Over the summer, social media platforms were inundated with images of just about everyone you know looking unusually old or like an attractive member of the opposite sex. This was all thanks to an extremely popular smartphone application called “FaceApp.”

Despite first being launched in 2017, the app became a massive hit in recent months, spending a fair amount of time in the top spot in lists of free applications for both Apple and Android devices. However, despite the good time seemingly being had by all, it wasn’t long before people started asking hard questions about how data transmitted through FaceApp was being stored… and what it could eventually be used for.

FaceApp, it turned out, is a Russian developed and based application. This means that every image you uploaded into the facial recognition software could have been relayed to Russian servers before being sent back to your phone with some added wrinkles.
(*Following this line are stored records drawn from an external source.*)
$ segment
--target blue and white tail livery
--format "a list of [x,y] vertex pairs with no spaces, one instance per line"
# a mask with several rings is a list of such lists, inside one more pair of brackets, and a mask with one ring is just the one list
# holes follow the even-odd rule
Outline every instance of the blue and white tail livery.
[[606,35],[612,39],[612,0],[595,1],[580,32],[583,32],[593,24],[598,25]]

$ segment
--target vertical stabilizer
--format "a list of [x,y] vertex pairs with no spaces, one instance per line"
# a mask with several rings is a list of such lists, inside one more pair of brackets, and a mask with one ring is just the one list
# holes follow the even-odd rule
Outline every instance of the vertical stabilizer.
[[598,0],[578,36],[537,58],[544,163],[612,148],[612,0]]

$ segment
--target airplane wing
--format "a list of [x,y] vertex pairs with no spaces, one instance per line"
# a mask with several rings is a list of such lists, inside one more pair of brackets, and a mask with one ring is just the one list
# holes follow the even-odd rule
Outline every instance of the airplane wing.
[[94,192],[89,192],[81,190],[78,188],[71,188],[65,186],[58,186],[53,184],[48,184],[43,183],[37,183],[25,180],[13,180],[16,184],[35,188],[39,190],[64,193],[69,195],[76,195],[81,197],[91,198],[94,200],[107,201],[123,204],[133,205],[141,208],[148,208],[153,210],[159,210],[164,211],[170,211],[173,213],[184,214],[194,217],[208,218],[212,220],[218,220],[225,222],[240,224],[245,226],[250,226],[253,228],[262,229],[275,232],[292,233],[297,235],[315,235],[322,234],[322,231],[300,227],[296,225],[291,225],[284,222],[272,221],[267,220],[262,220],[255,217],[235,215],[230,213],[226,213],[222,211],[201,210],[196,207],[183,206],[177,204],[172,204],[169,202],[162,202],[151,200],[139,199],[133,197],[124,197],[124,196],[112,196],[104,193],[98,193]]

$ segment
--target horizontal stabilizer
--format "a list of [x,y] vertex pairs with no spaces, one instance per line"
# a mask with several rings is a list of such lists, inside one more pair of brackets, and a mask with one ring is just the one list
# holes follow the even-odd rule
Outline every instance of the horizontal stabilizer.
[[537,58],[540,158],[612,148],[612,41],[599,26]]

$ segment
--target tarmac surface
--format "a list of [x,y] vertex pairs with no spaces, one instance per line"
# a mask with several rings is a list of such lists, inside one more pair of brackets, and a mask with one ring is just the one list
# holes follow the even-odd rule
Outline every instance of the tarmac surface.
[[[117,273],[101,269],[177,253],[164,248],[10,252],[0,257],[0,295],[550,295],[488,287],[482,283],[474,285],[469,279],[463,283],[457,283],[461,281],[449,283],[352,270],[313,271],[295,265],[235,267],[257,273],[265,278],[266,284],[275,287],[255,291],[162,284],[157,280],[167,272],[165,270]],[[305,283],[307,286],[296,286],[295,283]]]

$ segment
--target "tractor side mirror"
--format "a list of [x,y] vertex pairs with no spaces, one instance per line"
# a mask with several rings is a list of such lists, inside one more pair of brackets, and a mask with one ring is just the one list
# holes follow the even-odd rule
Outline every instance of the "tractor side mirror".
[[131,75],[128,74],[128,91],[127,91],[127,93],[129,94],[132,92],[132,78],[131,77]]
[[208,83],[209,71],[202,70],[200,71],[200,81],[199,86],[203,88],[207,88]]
The terms of service that came with the application did little to assuage concerns that the images could find a permanent home in Russian hard drives for use in whatever they are deemed fit.

If you aren’t particularly concerned about Ivan hanging on to  your selfies, you should know that the app worked by recording biometric data about you (the specifics of your facial structure); and that the terms of service you agree to when using the app also allow the company (or other Russian affiliates) to use your likeness, username, and even real name for commercial purposes.
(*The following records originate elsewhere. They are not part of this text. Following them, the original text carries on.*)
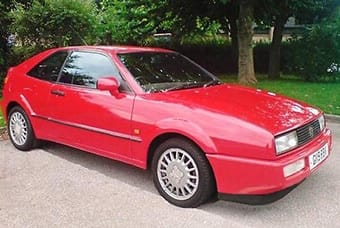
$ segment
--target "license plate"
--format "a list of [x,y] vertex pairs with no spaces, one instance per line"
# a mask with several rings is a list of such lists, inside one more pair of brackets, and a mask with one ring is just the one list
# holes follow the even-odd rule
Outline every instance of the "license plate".
[[328,144],[324,145],[321,149],[309,155],[309,169],[314,169],[323,160],[328,157]]

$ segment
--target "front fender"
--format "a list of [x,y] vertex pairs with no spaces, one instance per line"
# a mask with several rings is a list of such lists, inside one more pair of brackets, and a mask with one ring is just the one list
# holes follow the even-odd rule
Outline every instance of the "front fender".
[[194,122],[179,118],[168,118],[156,123],[156,136],[174,133],[183,135],[195,142],[204,152],[216,153],[217,148],[206,132]]

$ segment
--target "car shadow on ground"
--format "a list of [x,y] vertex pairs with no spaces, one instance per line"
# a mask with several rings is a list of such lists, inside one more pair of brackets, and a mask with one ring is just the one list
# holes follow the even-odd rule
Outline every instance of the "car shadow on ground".
[[40,148],[50,154],[74,164],[78,164],[89,170],[95,170],[107,177],[118,179],[128,185],[158,195],[157,190],[154,188],[151,172],[149,170],[143,170],[119,161],[53,142],[43,142]]
[[[95,170],[104,174],[107,177],[118,179],[121,182],[124,182],[128,185],[140,188],[142,190],[148,191],[150,193],[154,193],[159,196],[157,190],[155,189],[152,176],[150,170],[143,170],[119,161],[111,160],[109,158],[101,157],[89,152],[85,152],[82,150],[74,149],[65,145],[53,143],[53,142],[44,142],[41,146],[41,149],[44,151],[58,156],[59,158],[65,159],[74,164],[78,164],[82,167],[85,167],[90,170]],[[287,192],[286,194],[288,194]],[[252,202],[252,199],[237,197],[230,198],[223,196],[223,199],[219,200],[216,196],[212,197],[211,201],[202,205],[200,208],[202,209],[212,209],[215,205],[215,202],[227,202],[231,205],[236,205],[236,208],[265,208],[266,205],[271,207],[270,205],[276,204],[280,201],[281,198],[285,198],[286,194],[281,195],[277,200],[273,200],[270,203],[262,203],[262,202]],[[248,202],[250,201],[250,202]],[[243,203],[240,203],[243,202]],[[246,203],[244,203],[246,202]]]

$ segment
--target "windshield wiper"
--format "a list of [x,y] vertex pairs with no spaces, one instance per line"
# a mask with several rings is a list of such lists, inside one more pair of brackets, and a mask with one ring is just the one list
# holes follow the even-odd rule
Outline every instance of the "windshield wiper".
[[203,87],[206,88],[206,87],[208,87],[208,86],[212,86],[212,85],[220,85],[220,84],[222,84],[221,81],[216,80],[216,79],[213,79],[213,80],[211,80],[211,81],[205,83],[205,84],[203,85]]
[[200,87],[202,86],[201,84],[197,83],[185,83],[181,85],[176,85],[167,89],[162,90],[162,92],[168,92],[168,91],[173,91],[173,90],[180,90],[180,89],[190,89],[190,88],[195,88],[195,87]]

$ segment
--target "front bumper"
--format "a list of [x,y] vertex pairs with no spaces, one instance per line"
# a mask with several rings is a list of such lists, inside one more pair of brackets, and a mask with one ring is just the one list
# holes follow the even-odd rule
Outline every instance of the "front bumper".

Of course, this isn’t entirely unusual in this era of smartphone applications — but FaceApp’s servers are parked in the same nation that has been repeatedly caught attempting to meddle in far more than elections. In recent years, Russia’s digital endeavors have branched far and wide: from promoting anti-Vaxxer messaging, stoking racial conflicts in American cities, and even causing outrage toward both genders over “manspreading” on subways.
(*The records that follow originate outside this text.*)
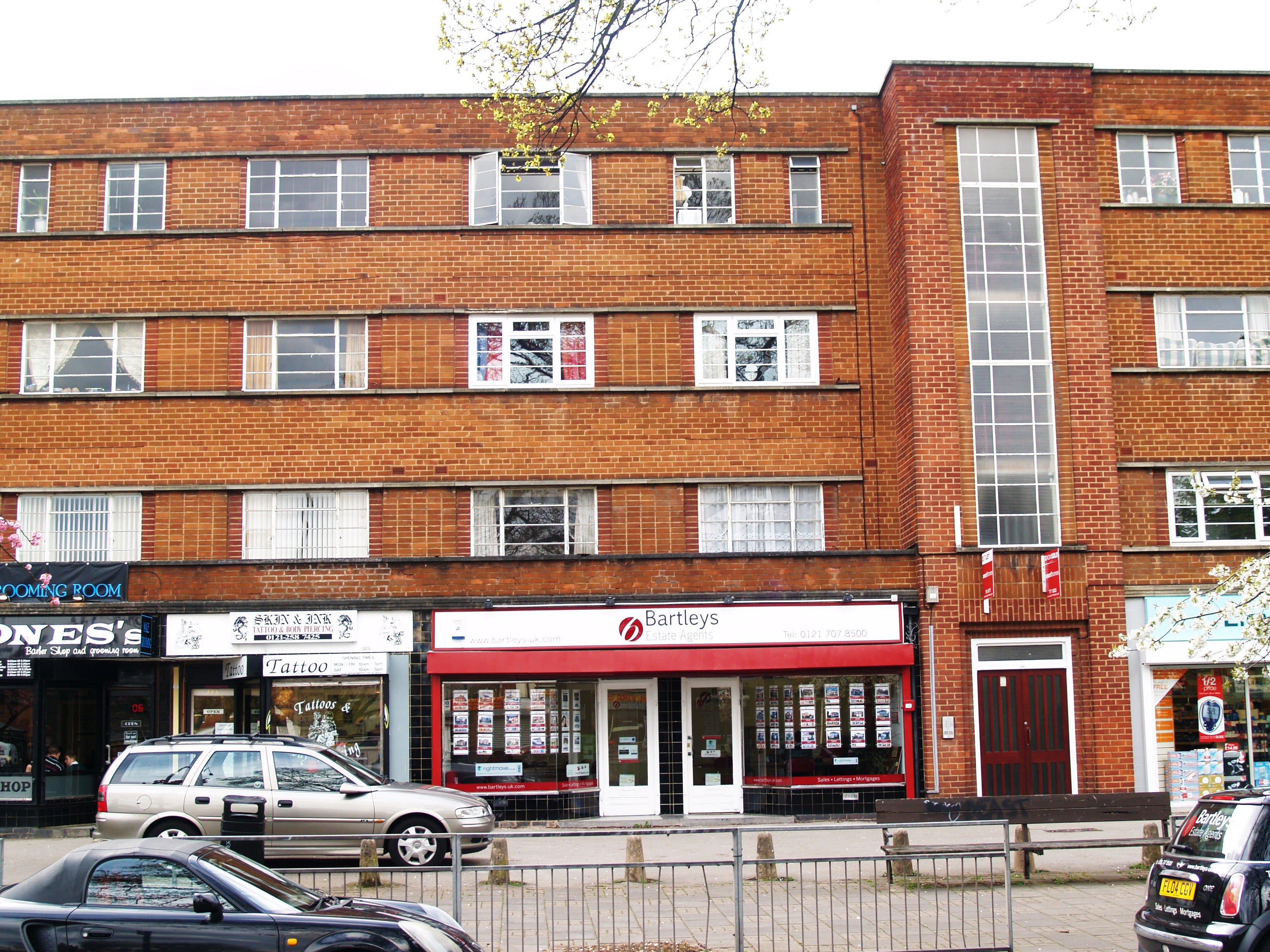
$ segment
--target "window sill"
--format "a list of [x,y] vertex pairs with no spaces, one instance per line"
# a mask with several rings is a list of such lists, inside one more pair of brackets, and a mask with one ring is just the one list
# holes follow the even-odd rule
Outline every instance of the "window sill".
[[1152,211],[1160,209],[1172,209],[1172,208],[1224,208],[1227,211],[1236,209],[1248,209],[1248,211],[1270,211],[1270,204],[1252,204],[1252,203],[1240,203],[1234,202],[1101,202],[1102,208],[1149,208]]
[[1175,542],[1170,546],[1125,546],[1125,555],[1167,555],[1182,552],[1256,552],[1270,550],[1270,541],[1262,542]]
[[859,391],[851,383],[766,383],[762,386],[706,387],[706,386],[608,386],[608,387],[377,387],[368,390],[147,390],[131,393],[0,393],[6,400],[277,400],[279,397],[386,397],[386,396],[453,396],[460,393],[693,393],[710,391]]
[[343,228],[164,228],[159,231],[5,231],[0,239],[116,239],[116,237],[217,237],[245,235],[251,237],[284,237],[290,235],[371,235],[401,232],[444,231],[851,231],[852,222],[822,222],[820,225],[792,225],[790,222],[742,222],[738,225],[674,225],[673,222],[629,222],[606,225],[372,225]]
[[1113,367],[1111,373],[1270,373],[1270,367]]

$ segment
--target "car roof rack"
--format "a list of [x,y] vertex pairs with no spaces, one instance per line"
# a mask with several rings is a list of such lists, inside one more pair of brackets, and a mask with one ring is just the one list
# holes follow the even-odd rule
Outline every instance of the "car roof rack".
[[296,737],[290,734],[166,734],[161,737],[149,737],[137,741],[132,746],[145,746],[147,744],[243,744],[244,741],[265,741],[269,744],[284,744],[295,748],[315,746],[307,737]]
Remember that viral video of a woman pouring bleach on “manspreaders” riding the subway? It helped stoke rage between men and feminists everywhere… and was also paid for by the Kremlin.

In most mainstream media outlets, Russia’s digital manipulation efforts may only enter the conversation regarding the 2016 election cycle, but the truth is that Russia isn’t in Trump’s corner — they’re in their own: The greatest success they’ve achieved in decades has been planting the seeds of dissent throughout the American population. In short, Russia wants us to tear each other apart because this makes us weaker on the geopolitical stage… and in case you haven’t noticed, that sounds an awful lot like what’s been happening as of late.

So, it was with these very concerns that Senate Minority Leader Chuck Schumer wrote to the FBI in July, expressing his fears about the widespread use of the Russian app, before urging 2020 Democratic candidates not to participate in the fad. On November 25, the FBI responded to Schumer’s letter, specifying that the Bureau considers “any mobile application or similar product developed in Russia, such as FaceApp, to be a significant counterintelligence threat.”

As the FBI points out in its letter, Russian officials don’t need to be involved in FaceApp’s business to gain access to all of the data collected and transmitted by the application: By Russian law, the Russian Federal Security Service (FSB) can access any and all such data without the need for pesky things like just cause or a warrant. In Russia, the FSB reserves the right (and capability) to remotely access all communications and servers on Russian networks without even having to notify the internet service providers, companies, or end users. In other words, even if FaceApp and its creators are entirely on the level, that doesn’t stop the Russian government from using everything it can glean from your cell phone (and the cell phones of millions of other Americans) for anything they see fit. The data isn’t going anywhere, so Russia can spend as long as they’d like finding creative ways to leverage it.

It’s worth noting that FaceApp claims that they do not transfer data to Russian servers, despite being based in Russia. They also claim to delete all information and data “shortly” after its use; but they contradict this statement by offering people to request to have their data deleted.